The status of Jerusalem is another subject in the Old Testament on which Ateek finds evidence of a shift. The book of Nehemiah says to the non-Israelite inhabitants of Jerusalem that “you have no share in Jerusalem or any claim or historic right to it” (chapter 2 verse 20), but Psalm 87 has a different attitude: God stands at the entrance of the city had welcomes the Egyptians, the Babylonians, and the Philistines – all enemies of Israel, and says that they were born there, and to Jerusalem that “all my springs are in you”. This again suggests, according to Ateek, that there is a progression from exclusionary to universalist theology within the books of the Torah.
While he did not go into details on the book of Jonah, he did claim that Jonah was the first Palestinian liberation theologian, because Jonah critiqued 1) the exclusivist theology of god, 2)the exclusive theology of the people of god, and 3) the exclusivist theology of land. All this talk of “tribalism” vs “universalism” does make me uncomfortable – there is a bit too much of the theory of historical progress, and while he did not speak about the new testament, Ateek’s interpretation of the Old Testament does suggest a view that the Bible progresses from a more tribalist text towards a more universalist text, and then from that we add the claim that most Israelis (which means a large percentage of the Jews in the world) are stuck in the tribalist stage by endorsing an exclusivist theology of land. It’s all a bit too close to a kind of Gilad Atzmon theory of “Jewish identity politics” that ties people’s interpretation of religion to the conflict rather than focussing on colonization and Israel as a settler-state. But at the end of the day, Naim Ateek is a Christian, and he and his community need to understand their texts in a way that supports their freedom and liberation, and certainly not in a way that supports their oppression and them being driven out. So, I’m honestly confused as to how to think about this.
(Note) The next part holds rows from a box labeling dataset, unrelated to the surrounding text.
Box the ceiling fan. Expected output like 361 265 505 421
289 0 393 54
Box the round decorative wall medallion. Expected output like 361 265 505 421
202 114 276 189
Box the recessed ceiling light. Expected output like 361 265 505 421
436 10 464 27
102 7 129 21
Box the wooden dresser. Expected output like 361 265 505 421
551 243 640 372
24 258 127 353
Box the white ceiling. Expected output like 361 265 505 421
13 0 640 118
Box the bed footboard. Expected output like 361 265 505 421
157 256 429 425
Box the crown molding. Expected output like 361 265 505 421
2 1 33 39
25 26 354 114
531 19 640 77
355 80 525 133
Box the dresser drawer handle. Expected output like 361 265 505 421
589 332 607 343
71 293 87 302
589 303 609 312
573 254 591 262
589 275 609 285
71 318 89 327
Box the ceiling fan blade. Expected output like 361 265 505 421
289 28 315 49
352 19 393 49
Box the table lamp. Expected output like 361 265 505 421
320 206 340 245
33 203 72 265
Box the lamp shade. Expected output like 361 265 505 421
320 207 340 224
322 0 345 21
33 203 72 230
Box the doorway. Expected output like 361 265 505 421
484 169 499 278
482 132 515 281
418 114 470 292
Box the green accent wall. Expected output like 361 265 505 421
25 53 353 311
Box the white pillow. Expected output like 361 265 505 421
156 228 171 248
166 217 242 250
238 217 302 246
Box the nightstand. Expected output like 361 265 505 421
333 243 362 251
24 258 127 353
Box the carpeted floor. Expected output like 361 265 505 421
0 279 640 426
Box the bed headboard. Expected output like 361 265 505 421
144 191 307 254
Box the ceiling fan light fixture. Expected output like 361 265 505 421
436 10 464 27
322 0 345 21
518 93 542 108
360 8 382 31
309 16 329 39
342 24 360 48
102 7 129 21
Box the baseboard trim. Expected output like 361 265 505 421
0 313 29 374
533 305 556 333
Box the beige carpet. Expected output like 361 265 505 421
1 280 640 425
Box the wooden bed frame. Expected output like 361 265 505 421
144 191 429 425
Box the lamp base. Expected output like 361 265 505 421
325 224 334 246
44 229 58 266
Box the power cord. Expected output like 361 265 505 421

On the whole, I found Ateek’s liberation theology inspiring, especially when compared against the contemporary prevelant view among Christians that is shy of criticizing Israel due to holocaust guilt, a process which in Ateek’s words prevents the “emergence of the prophetic”. I will try to pick up a copy of his book “Justice and Only Justice“, because I’m genuinely interested in the way biblical stories can be used to motivate struggles for freedom and justice. In general, I remain unsure about the role of identity-politics in the conflict, and uncomfortable with taking any stand on this issue. But that doesn’t mean I’m not interested in continuing to learn more about it.
The talk ended with a call for Palestinians to engage in all forms of non-violent resistance against the Israeli occupation. He is a founding organizer of the Kairos document, and this is pushing his organization and organizations that support them towards the Boycott Divestment and Sanctions movement. He spoke in the question period about struggles to get Churches to divest form companies involved in the occupation – even one case of investments in companies making the concrete for the wall that surrounds the church that holds the investment! He also spoke about how his organization is still supporting the 2 state solution and a resolution based on international law, but he recognizes that the Israelis have turned this solution to garbage and that he will never support a 2 state solution in the way that Israel envisions it. He said openly that a 1 state solution is the ideal, and ended his talk with a very hopeful claim, all the more hopeful for knowing how many Israeli Jews he has himself worked with:
When a Jew converts from Zionism to Justice, they never talk about two states.